The tech giant is a leader in setting high environmental standards, but it continues to rely on overhyped offsets to meet its goals, says Bloomberg Opinion columnist Mark Gongloff.
Tuesday’s (Sep 12) Apple Event, the company’s annual celebration of mass consumerism, featured not only Spencer’s Mother Nature but a barrage of promises about all the ways Apple is looking out for her:
- A new watch lineup Apple calls its first “carbon neutral” product, a label Apple vows will apply to all its products by 2030
- No more leather in watch bands or accessories
- No more plastic in packaging by 2025
- Shipping more products by sea rather than by air
- Using more recycled materials
- Using renewable energy for some watch manufacturing, along with corporate offices, data centres and retail stores
- A vow to cut carbon emissions by 75 per cent from 2015 levels by 2030
- A promise to use only “high quality” carbon credits to make up for whatever emissions Apple can’t eliminate
- A new tool in the Home app called “Grid Forecast” that alerts users when green power is available
These days, corporate “wokeism” attracts conservative backlash faster than sound draws the monsters in A Quiet Place. Apple deserves kudos for making as much noise about its social values as possible. In this, at least, the company is on the right side of history, setting a good example for its peers.
MURKY PROMISES
Apple also knows its target audience, of course; its user base leans young, female and fairly well-to-do. But if capitalism has any hope of helping solve the climate-change problem it created, then this is basically how it should work: The invisible hand of the market guiding companies and customers toward more sustainable behavior.
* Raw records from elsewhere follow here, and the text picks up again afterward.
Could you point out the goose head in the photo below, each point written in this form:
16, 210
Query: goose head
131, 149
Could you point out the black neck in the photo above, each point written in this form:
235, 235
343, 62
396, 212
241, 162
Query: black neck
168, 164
Some of Apple’s choices will also do clear and measurable good. Ditching leather, for example, is big: Cattle ranching is responsible for 14.5 per cent of the planet’s emissions, by one estimate.
Committing to renewable energy and setting aggressive targets for emissions reduction are important. Grid Forecast could nudge electricity use in a positive direction. And the sheer volume of recycled materials in Apple’s iPhones and other products is genuinely impressive.
After that, the promises get murkier. For example, it isn’t entirely clear paper packaging is superior to plastic, as my Bloomberg Opinion colleagues Adam Minter and David Fickling have written. Though most of the fibres in Apple’s “fibre-based” packaging are recycled, the rest come from precious carbon-storing trees. Ocean shipping does emit far less carbon than air transport, but it also spews pollution directly into the oceans.
More importantly, Apple’s emissions goals depend heavily on carbon offsets, which are credits companies and people get for investing in projects to reduce carbon – often, by planting trees.
Carbon offsets have been under intense scrutiny lately for promising more than they can deliver. Too many give credit for measures that would happen anyway, such as not chopping down trees, for example.
Without a central authority to assure quality control for offsets, they will always be suspect. Rainforest offsets certified by Verra, one of the private standard-setters Apple uses, have been accused of being mostly “worthless.”